In November 2006, I was invited to visit and photograph a hospital in Rwinkwavu, in eastern Rwanda.  In 2005, the Boston-based organization Partners in Health, founded by the visionary Dr. Paul Farmer, was invited by the government of Rwanda and given funding by the Clinton Foundation’s HIV/AIDS Initiative to bring their model for AIDS treatment to rural Rwanda.  The government selected this region, described by one Rwandan government minister as one of the most destitute areas in Rwanda, for this model clinic.  They rebuilt the hospital, left untouched since the 1994 genocide.  I was the first photographer permitted to photograph there.

It was impossible for me to be in Rwanda without constantly thinking of the genocide.  I passed people doing their community service work, clearing the weeds on the side of the road; I watched the bustling, colorful streets of Kigali, the capital; I walked by the lines of people at the hospital waiting for HIV/AIDS tests; and I thought:  what did they do during the genocide?  Was he a killer?  Did she turn her head so as not to see?  Did she manage to hide?  Did someone show him mercy?  Is that why he is still alive today?

In 1994, almost one million Rwandans, largely Tutsi, were killed by their former friends and neighbors, mostly Hutu, in a span of one hundred days.  The scale of it is simply not imaginable.  One Tutsi survivor said to me: “it is incomprehensible”.  But imagine it we must:  it happened.  Neighbor slaughtered neighbor.  Hutu husbands were forced to kill their Tutsi wives.  Teachers killed their pupils.  Members of a soccer team went after their former teammates with machetes.
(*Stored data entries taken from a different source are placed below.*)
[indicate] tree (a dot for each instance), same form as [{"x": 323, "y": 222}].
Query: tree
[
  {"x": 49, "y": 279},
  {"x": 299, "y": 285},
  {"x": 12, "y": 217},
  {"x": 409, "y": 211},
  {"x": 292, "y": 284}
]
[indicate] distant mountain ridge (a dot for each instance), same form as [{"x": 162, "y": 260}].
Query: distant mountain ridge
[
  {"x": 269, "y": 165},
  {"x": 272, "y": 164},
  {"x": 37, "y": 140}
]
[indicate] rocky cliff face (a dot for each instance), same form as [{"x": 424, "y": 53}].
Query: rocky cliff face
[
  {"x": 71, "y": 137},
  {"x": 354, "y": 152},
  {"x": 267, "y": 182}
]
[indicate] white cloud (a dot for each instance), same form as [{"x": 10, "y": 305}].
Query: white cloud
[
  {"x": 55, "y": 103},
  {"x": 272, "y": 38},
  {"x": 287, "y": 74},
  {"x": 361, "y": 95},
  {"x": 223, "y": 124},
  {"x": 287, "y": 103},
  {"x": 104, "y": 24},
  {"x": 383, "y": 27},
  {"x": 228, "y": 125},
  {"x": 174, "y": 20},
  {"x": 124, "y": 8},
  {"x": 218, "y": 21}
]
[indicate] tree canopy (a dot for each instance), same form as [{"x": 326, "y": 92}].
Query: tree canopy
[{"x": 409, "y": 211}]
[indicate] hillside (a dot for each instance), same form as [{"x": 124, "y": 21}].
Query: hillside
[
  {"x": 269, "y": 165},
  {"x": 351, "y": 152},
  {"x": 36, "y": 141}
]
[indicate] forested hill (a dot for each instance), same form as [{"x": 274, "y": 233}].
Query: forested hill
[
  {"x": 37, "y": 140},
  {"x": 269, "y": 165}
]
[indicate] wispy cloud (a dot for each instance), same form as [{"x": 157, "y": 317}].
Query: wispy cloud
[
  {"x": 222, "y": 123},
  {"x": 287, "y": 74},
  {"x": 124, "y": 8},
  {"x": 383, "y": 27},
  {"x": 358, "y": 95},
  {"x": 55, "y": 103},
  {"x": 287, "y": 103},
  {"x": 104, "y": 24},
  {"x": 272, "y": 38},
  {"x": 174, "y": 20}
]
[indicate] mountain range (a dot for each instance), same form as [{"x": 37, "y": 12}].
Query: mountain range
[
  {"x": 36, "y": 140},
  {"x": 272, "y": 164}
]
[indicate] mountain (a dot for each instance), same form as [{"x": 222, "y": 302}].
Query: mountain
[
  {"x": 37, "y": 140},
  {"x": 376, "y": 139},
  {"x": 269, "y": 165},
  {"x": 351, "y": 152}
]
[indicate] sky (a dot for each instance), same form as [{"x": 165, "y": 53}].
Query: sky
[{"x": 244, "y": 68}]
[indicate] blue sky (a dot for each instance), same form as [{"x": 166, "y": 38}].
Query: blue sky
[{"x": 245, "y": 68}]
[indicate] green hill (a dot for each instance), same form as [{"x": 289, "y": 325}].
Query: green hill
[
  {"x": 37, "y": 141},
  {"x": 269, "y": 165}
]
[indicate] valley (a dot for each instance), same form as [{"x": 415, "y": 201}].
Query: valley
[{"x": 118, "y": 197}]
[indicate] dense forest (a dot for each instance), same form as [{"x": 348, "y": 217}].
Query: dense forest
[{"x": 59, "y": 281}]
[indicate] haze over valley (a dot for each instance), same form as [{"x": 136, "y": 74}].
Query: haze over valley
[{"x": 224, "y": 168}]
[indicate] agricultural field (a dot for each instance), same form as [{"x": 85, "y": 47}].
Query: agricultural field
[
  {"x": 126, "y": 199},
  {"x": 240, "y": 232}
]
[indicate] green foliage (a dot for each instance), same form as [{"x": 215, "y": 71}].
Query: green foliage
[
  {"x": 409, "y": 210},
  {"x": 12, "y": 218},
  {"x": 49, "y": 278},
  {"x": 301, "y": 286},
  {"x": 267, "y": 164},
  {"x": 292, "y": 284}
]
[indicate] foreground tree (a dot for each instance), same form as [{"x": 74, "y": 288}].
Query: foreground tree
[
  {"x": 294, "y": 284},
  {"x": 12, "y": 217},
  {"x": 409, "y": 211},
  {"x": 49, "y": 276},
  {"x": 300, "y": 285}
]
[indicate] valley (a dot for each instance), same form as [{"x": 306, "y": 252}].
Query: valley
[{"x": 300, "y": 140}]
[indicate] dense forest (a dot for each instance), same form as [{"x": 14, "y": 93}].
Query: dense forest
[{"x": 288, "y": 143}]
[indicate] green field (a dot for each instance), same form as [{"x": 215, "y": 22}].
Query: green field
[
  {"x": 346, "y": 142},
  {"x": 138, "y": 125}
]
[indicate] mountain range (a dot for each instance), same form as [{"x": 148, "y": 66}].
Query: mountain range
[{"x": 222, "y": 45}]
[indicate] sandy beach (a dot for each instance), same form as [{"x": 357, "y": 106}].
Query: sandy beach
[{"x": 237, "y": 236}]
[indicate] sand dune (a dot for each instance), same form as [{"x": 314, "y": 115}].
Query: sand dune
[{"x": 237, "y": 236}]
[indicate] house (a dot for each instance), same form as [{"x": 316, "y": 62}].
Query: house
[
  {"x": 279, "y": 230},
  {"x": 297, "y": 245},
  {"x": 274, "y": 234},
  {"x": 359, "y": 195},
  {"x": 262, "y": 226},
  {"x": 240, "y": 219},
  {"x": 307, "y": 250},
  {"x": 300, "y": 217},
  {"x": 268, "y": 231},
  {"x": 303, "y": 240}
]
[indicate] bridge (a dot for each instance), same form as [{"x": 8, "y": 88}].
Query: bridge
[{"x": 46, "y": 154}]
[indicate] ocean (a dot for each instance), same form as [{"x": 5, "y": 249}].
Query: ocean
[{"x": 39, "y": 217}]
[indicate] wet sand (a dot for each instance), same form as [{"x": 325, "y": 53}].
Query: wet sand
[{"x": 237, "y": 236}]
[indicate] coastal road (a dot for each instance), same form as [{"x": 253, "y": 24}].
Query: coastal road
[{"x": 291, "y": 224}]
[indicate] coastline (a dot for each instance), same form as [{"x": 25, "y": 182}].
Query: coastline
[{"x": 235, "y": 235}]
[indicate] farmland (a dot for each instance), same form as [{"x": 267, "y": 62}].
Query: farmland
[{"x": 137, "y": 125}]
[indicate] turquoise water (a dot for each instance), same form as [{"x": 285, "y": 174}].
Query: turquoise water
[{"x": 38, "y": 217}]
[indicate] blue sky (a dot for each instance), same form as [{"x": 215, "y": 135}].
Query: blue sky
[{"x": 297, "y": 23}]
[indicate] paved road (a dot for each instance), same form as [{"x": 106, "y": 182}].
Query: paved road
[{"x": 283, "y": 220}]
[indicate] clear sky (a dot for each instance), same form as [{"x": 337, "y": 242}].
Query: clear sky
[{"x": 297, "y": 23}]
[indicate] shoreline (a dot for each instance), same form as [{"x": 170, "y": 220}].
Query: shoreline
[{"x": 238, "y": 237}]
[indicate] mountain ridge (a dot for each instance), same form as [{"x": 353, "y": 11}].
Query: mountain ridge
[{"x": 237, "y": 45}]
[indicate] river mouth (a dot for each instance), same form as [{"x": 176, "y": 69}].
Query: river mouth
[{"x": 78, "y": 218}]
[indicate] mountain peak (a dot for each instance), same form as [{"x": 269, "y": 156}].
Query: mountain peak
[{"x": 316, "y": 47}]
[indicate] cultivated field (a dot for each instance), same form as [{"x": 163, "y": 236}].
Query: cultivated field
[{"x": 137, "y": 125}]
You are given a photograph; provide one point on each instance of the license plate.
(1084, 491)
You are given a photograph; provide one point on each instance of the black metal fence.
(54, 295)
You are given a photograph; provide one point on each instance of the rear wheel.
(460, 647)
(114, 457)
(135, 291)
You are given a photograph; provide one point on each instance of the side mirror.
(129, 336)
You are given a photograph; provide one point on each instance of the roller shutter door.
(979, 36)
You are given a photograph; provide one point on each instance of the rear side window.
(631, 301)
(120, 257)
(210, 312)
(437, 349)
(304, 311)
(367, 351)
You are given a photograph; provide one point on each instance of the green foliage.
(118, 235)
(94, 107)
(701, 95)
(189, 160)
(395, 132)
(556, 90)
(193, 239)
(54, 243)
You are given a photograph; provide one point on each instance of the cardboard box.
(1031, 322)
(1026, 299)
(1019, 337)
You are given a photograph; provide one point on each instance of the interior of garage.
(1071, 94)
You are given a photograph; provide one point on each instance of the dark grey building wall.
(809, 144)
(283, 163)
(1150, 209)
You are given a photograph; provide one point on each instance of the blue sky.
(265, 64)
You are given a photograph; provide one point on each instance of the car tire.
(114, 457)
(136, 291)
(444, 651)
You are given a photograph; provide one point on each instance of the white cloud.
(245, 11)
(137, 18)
In Rwinkwavu, I saw hope, where everything would point to bleakness.  Partners in Health believes that you deal with problems one person at a time, and you care for that person as if he or she were your family.  You start with one person, one problem, and go from there.  Each person is deserving of basic human rights.

Clean white sheets.  Women laughing over dishes in the kitchen.  Hope, dignity, the possibility of survival—all this in a place which is the most densely populated country in Africa, one of the poorest, where average life expectancy is 38 years, a place which can never run away from the horror of its recent history.